After a day of prayers and preparation in which temples and homes are festooned with candles or lamps, every town and village will then have their own individual ceremony as people gather late afternoon, ready to launch their floats and lanterns into the night skies, the full moon as a backdrop. The floats are traditionally made of banana tree stem and decorated with leaves, flowers, incense sticks and candles. It’s good business for the industrious, with large numbers of krathong sellers lining the walkways down to the water, offering their home made creations in different styles and sizes at 50bt to 100bt. People add coins to their floats, strands of hair and even nail clippings, these last two bizarre items symbolizing bad thoughts and deeds, whilst a couple might buy two floats and interpret their drifting either together or apart as symptomatic of the relationship in the year ahead.

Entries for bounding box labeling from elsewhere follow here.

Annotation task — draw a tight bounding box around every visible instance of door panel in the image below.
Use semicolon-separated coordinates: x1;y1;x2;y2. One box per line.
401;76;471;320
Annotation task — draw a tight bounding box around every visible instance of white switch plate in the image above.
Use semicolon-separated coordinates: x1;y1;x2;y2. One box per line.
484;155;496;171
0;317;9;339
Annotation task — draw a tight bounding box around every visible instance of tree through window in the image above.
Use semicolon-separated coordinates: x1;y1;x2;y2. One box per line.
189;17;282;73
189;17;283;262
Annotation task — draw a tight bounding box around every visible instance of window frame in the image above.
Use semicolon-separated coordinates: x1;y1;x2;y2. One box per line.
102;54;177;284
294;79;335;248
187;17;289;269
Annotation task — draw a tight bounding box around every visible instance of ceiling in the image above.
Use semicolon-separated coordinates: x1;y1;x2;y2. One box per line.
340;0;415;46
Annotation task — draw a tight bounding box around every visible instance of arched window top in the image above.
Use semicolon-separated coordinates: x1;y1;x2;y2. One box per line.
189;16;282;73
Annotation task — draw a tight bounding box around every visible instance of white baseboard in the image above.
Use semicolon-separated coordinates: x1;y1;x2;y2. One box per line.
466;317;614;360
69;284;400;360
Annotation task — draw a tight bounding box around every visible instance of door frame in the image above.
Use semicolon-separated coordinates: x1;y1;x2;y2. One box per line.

The festival areas become packed as the evening progresses, with everyone trooping back and forth from the water’s edge to release their krathong or light their lantern and then milling around the numerous food stalls supplying cheap and tasty noodle soups, grilled chicken and hoi tawt (the famous street snack of mussels and beansprouts fried in batter). Normally, there’s also a central stage erected for locals to put on traditional dance and music, with instruments like the ranad-ek (the things that look like xylophones). Group krathongs are entered into ‘Best of Show’ competitions and nowadays, beauty pageants have also become part and parcel of the evening’s entertainment, all of it keeping the local dignitaries busy with judging and handing out the gongs.
Other countries around Thailand have their own version of the festival, equally as colourful, with Laos sometimes combining it with their traditional boat races along the Mekong, a fabulous sight if you are lucky enough to be in Vientiane at that time. This year, I celebrated things in Koh Kood at the beach known as Ao Tapao, location of Nam Luek pier, the main one for boat arrivals and departures to and from the island. A great local event with Thais, Cambodians and some tourists all setting off lanterns and floating boats, the authorities even threw in some loud and pretty impressive fireworks so that the dancing on the main stage could start with a bang. And perhaps best of all, dark as it was, I watched my little 100bt float slowly but steadily wend its way out to sea, bobbing about hopefully on the waves rather than immediately washing back up on the beach at my feet – surely a good omen for the year ahead.